We have to create data and log directories for ZooKeeper and Kafka. To simplify this process we can add the directories within the user home directory. In a production environment, we would use different locations, e.g. separate mount points or physical disks for data and log directories.
[kafka@kafka1 ~]$ mkdir -p /home/kafka/zookeeper/data [kafka@kafka1 ~]$ mkdir -p /home/kafka/kafka/kafka-logs
The configuration file of the embedded ZooKeeper instance is located at kafka_2.11-1.0.0/config/zookeeper.properties.
[kafka@kafka1 ~]$ vi kafka_2.11-1.0.0/config/zookeeper.properties
Within this file, we have to locate the dataDir property and set the value to point to the new ZooKeeper directory we created above.

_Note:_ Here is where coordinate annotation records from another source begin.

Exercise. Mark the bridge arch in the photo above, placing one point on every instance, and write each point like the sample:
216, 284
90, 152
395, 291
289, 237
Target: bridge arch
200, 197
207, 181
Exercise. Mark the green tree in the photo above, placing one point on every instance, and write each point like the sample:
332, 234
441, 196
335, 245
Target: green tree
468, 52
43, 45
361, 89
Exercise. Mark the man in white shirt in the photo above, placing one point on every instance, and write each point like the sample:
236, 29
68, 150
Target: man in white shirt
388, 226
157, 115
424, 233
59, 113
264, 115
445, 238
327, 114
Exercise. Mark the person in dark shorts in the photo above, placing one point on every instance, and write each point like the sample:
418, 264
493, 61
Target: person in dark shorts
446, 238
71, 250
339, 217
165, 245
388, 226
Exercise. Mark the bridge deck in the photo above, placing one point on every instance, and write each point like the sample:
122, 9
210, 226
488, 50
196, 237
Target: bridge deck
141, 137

At the end of this file, we have to add all available ZooKeeper servers. We also add the initLimit and syncLimit properties. Additional information about these properties can be found here.

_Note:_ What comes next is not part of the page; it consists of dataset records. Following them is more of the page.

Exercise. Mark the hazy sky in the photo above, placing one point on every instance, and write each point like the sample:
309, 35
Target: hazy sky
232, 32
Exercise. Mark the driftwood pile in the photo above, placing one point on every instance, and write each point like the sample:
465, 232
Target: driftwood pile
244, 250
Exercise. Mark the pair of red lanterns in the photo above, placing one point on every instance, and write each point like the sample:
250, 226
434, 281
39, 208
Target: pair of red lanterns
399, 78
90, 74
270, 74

server.1=kafka1:2888:3888 server.2=kafka2:2888:3888 server.3=kafka3:2888:3888 initLimit=5 syncLimit=2
Each of our cluster nodes needs a unique server id. ZooKeeper looks up this information from the following file: /home/kafka/zookeeper/data/myid. We have to execute a command like this on each server - using a different value for each instance. For instance 1 on server kafka1 we use the value "1".
[kafka@kafka1 ~]$ echo "1" > /home/kafka/zookeeper/data/myid
Apache Kafka configuration
Now we can adjust the Kafka configuration files stored here: kafka_2.11-1.0.0/config/server.properties.
[kafka@kafka1 ~]$ vi kafka_2.11-1.0.0/config/server.properties
Similar to the ZooKeeper configuration, each Kafka cluster node needs a unique id. We have to find the broker.id property in the configuration file and change the id for each server. I recommend to use 1, 2 and 3.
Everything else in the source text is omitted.